Implemented example image compression model.

Johannes Ballé · Johannes Ballé · commit accedfc60615 · 2018-07-26T20:12:05.000-07:00
diff --git a/README.md b/README.md
@@ -10,13 +10,39 @@ For usage questions and discussions, please head over to our
 **Please note**: You need TensorFlow 1.9 (or the master branch as of May 2018)
 or later.
 
-To make sure the library imports succeed, try running the unit tests.
-```
+To make sure the library imports succeed, try running the unit tests:
+
+```bash
 for i in tensorflow_compression/python/*/*_test.py; do
   python $i
 done
 ```
 
+## Example model
+
+The `examples` directory contains an implementation of the image compression
+model described in:
+
+> J. Ballé, V. Laparra, E. P. Simoncelli:
+> "End-to-end optimized image compression"
+> https://arxiv.org/abs/1611.01704
+
+To see a list of options, change to the directory and run:
+
+```bash
+python BLS2017.py -h
+```
+
+To train the model, you need to supply it with a dataset of RGB training images.

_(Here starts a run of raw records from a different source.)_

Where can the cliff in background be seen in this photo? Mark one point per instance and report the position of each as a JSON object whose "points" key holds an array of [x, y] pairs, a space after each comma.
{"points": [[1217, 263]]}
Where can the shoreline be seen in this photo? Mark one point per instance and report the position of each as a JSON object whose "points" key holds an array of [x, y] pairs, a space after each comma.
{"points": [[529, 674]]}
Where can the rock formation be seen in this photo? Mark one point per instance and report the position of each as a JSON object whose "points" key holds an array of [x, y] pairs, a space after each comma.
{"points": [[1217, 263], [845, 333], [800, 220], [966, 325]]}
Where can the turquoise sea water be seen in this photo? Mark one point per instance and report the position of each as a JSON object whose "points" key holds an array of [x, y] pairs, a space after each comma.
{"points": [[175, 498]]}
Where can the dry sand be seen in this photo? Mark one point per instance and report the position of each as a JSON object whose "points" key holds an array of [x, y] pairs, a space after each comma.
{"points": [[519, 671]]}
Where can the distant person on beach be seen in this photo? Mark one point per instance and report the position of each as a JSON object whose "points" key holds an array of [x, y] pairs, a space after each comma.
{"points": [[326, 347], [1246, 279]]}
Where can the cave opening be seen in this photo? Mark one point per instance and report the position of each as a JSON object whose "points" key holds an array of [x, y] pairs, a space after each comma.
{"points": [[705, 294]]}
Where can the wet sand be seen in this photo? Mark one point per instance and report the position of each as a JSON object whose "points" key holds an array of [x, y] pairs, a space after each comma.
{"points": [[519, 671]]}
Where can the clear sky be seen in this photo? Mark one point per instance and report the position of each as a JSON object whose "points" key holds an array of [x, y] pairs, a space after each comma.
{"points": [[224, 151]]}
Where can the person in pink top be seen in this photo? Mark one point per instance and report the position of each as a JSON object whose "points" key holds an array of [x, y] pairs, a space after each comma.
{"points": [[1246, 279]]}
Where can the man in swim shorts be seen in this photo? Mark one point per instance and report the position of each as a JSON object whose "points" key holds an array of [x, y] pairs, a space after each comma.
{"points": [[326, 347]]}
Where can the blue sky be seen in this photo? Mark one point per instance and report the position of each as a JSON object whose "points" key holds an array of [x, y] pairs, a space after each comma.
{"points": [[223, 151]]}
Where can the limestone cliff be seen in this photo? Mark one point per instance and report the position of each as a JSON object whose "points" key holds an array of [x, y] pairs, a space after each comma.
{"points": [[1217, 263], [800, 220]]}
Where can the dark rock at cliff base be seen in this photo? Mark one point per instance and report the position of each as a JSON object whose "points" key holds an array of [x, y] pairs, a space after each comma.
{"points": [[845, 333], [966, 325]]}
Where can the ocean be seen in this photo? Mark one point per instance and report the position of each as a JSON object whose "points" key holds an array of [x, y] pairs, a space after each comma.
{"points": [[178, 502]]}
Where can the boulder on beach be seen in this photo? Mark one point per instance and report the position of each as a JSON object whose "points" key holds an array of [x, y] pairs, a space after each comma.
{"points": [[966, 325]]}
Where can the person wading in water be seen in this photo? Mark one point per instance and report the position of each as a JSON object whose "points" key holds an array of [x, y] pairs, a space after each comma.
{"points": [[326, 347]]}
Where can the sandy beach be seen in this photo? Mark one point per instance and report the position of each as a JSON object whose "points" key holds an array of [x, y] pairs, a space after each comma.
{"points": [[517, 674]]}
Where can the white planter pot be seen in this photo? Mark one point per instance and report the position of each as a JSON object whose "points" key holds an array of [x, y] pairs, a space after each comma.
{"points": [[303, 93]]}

+They should be provided in PNG format and must all have the same shape.
+Following training, the python script can be used to compress and decompress
+images as follows:
+
+```bash
+python BLS2017.py [options] compress original.png compressed.bin
+python BLS2017.py [options] decompress compressed.bin reconstruction.png
+```
+
 ## Entropy bottleneck layer
 
 This layer exposes a high-level interface to model the entropy (the amount of
@@ -95,7 +121,7 @@ main_loss = 0.5 * tf.reduce_mean(squared_error) + tf.reduce_mean(bits)
 
 # Minimize loss and auxiliary loss, and execute update op.
 main_optimizer = tf.train.AdamOptimizer(learning_rate=1e-4)
-main_step = optimizer.minimize(main_loss)
+main_step = main_optimizer.minimize(main_loss)
 # 1e-3 is a good starting point for the learning rate of the auxiliary loss,
 # assuming Adam is used.
 aux_optimizer = tf.train.AdamOptimizer(learning_rate=1e-3)
diff --git a/examples/BLS2017.py b/examples/BLS2017.py
@@ -0,0 +1,275 @@
+# -*- coding: utf-8 -*-
+# Copyright 2018 Google LLC. All Rights Reserved.
+#
+# Licensed under the Apache License, Version 2.0 (the "License");
+# you may not use this file except in compliance with the License.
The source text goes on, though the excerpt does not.